Pour relancer la machine sportive et tenter de calmer la grogne, l’OM n’utilisera pas la carte transferts. La venue de l’Italien Mario Balotelli, toujours sous contrat avec Nice, reste toujours une option, mais, comme l’été précédent, pas à n’importe quel prix, ni dans n’importe quelle condition. La solution choisie est donc, pour l’instant, avant tout interne. La défaite face aux amateurs d’Andrézieux (0-2) en 32e de finale de la coupe de France, le 6 janvier, a semble-t-il servi d’électrochoc. Avec, comme principales cibles, des joueurs placés face à leurs responsabilités. Mise au vert derrière les murs de la Commanderie, séance d’introspection collective, dont le contenu a été en partie révélé par L’Equipe avec notamment un discours du Brésilien Luiz Gustavo faisant appel à l’union sacrée, entraînements renforcés… Les Olympiens ont été « malmenés en interne » selon les mots de leur entraîneur.
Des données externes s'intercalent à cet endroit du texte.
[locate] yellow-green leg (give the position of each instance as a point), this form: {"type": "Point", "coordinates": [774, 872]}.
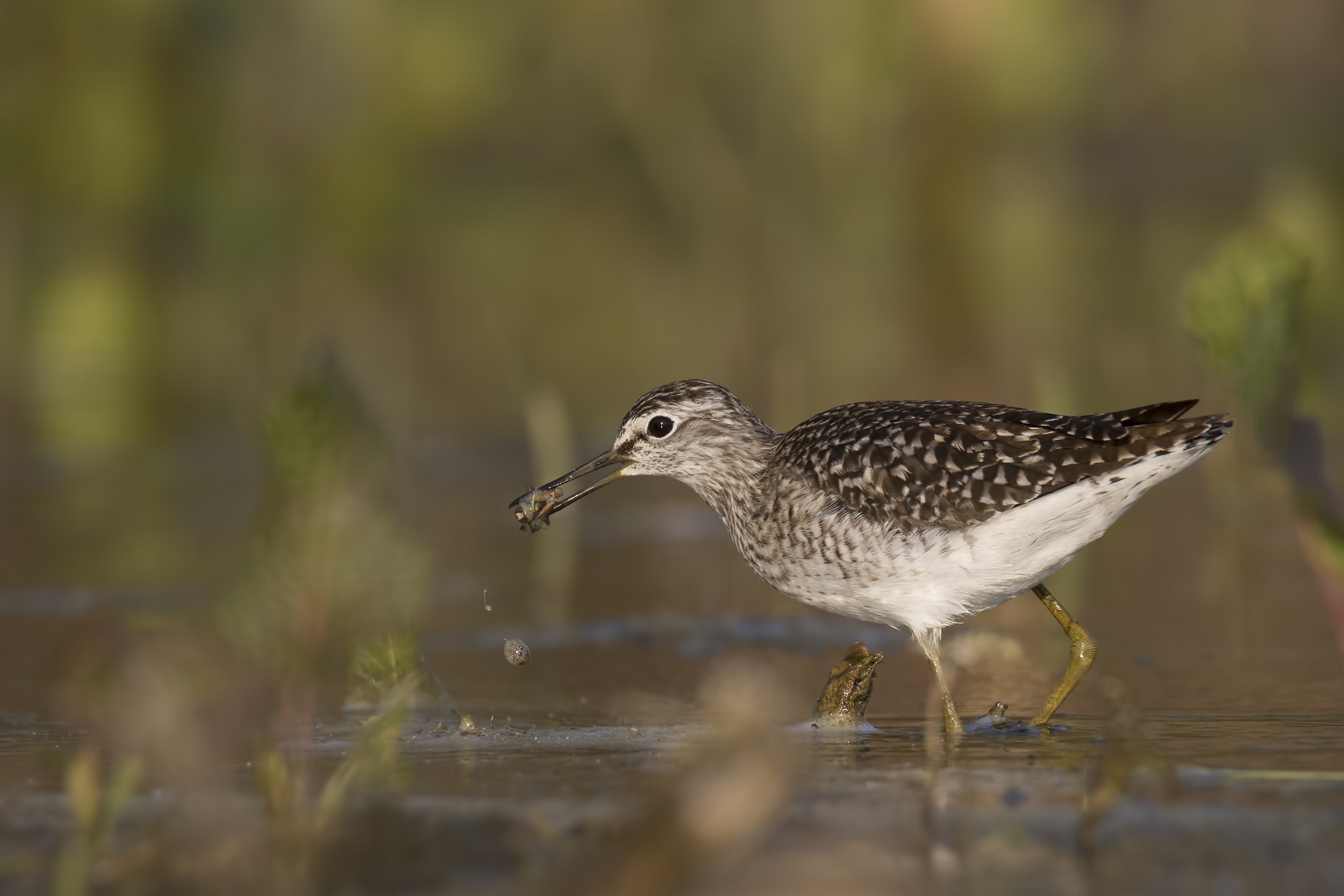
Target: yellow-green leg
{"type": "Point", "coordinates": [1082, 650]}
{"type": "Point", "coordinates": [929, 644]}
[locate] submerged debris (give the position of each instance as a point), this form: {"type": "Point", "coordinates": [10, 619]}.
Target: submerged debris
{"type": "Point", "coordinates": [845, 696]}
{"type": "Point", "coordinates": [533, 508]}
{"type": "Point", "coordinates": [516, 652]}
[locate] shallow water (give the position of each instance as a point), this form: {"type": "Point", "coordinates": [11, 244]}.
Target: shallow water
{"type": "Point", "coordinates": [1203, 751]}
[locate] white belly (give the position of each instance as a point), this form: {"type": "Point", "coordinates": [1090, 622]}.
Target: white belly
{"type": "Point", "coordinates": [933, 579]}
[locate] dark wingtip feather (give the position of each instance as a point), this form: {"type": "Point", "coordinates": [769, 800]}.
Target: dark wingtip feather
{"type": "Point", "coordinates": [1163, 412]}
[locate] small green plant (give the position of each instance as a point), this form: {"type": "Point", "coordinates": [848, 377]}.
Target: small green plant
{"type": "Point", "coordinates": [95, 807]}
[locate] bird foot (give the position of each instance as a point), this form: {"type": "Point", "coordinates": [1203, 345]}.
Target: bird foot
{"type": "Point", "coordinates": [997, 722]}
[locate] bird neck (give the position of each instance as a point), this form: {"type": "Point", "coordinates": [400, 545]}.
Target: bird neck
{"type": "Point", "coordinates": [735, 485]}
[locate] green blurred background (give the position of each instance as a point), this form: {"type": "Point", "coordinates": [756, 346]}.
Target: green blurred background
{"type": "Point", "coordinates": [466, 219]}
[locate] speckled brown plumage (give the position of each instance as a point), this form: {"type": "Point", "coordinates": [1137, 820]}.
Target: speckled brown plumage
{"type": "Point", "coordinates": [951, 464]}
{"type": "Point", "coordinates": [910, 514]}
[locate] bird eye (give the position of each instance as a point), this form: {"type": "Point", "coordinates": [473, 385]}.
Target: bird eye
{"type": "Point", "coordinates": [660, 426]}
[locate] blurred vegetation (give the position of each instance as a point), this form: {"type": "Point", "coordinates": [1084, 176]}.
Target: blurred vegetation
{"type": "Point", "coordinates": [470, 202]}
{"type": "Point", "coordinates": [285, 286]}
{"type": "Point", "coordinates": [1250, 308]}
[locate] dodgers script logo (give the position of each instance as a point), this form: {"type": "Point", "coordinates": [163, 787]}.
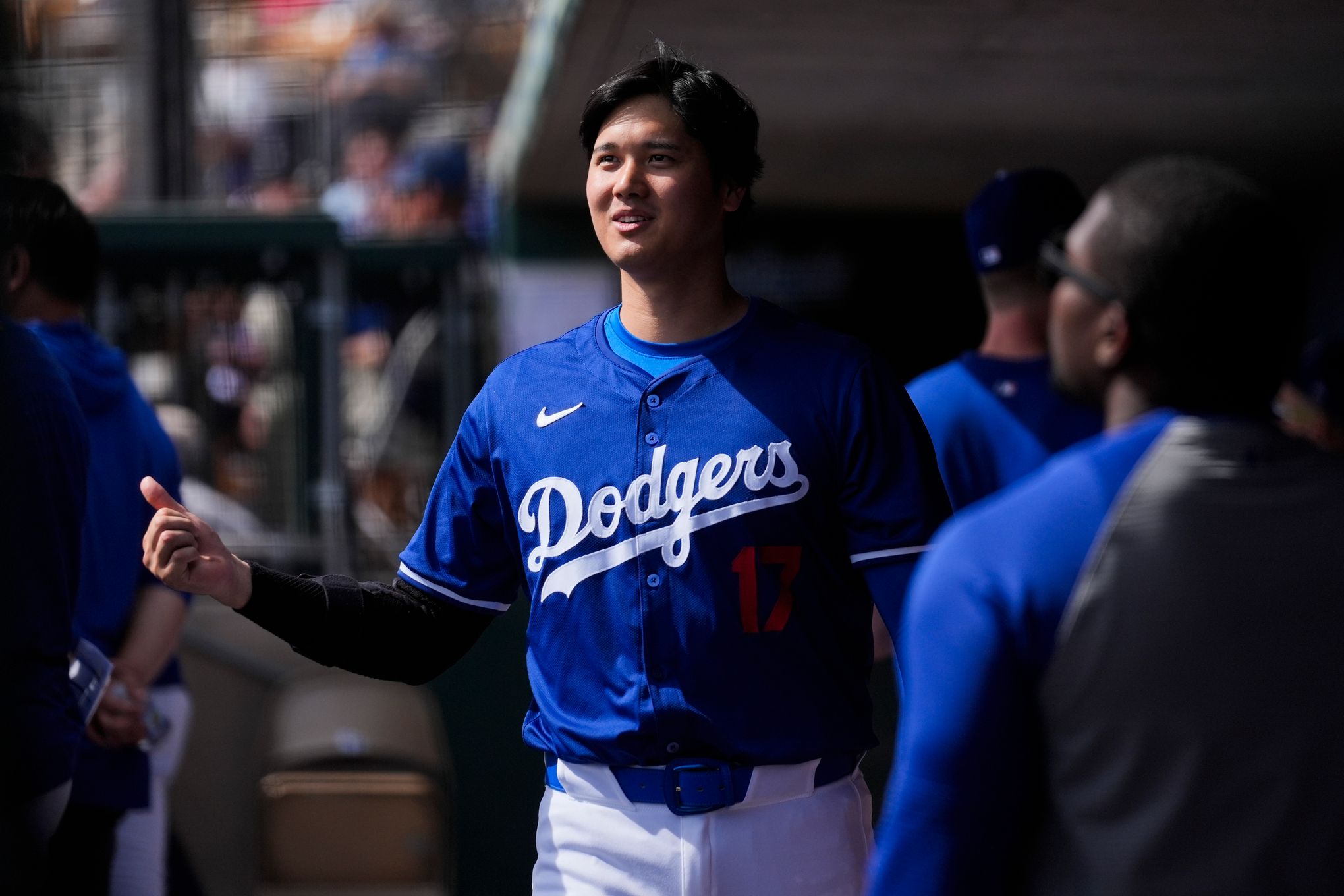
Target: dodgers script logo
{"type": "Point", "coordinates": [650, 497]}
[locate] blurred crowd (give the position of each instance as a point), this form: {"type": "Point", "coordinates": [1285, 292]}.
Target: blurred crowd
{"type": "Point", "coordinates": [218, 418]}
{"type": "Point", "coordinates": [351, 107]}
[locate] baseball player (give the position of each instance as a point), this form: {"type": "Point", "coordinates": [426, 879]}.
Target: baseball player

De quoi déclencher une prise de conscience ? À l’OM, on assure que la semaine a été « exemplaire, avec un staff qui a pris le problème à bras-le-corps ». Vendredi, quelques minutes avant son entraîneur, Florian Thauvin s’est livré à un exercice de transparence et de contrition inédit. « Mes décisions ne sont pas toujours les bonnes », « il m’arrive parfois d’oublier mes coéquipiers », « mon repli défensif n’est pas parfait » a enchaîné l’attaquant face aux questions des journalistes. Un comble pour l’un des rares joueurs qui, avec onze buts et trois passes décisives depuis le début de la saison, tient son rang. Mais une façon de montrer que l’équipe dans son entier se présenterait, désormais, avec de meilleures intentions.

Si l’OM ne bat pas un Monaco encore plus malade que lui dimanche soir et n’enchaîne pas, dès le mercredi suivant, sur un bon résultat à Saint-Etienne, la pression risque de ne plus être supportable pour la direction marseillaise. Mais si l’équipe passe ce cap, elle aura gagné son pari de prouver que le changement au sein du club le plus explosif de France est, cette fois, plus profond que ne le croient les supporteurs.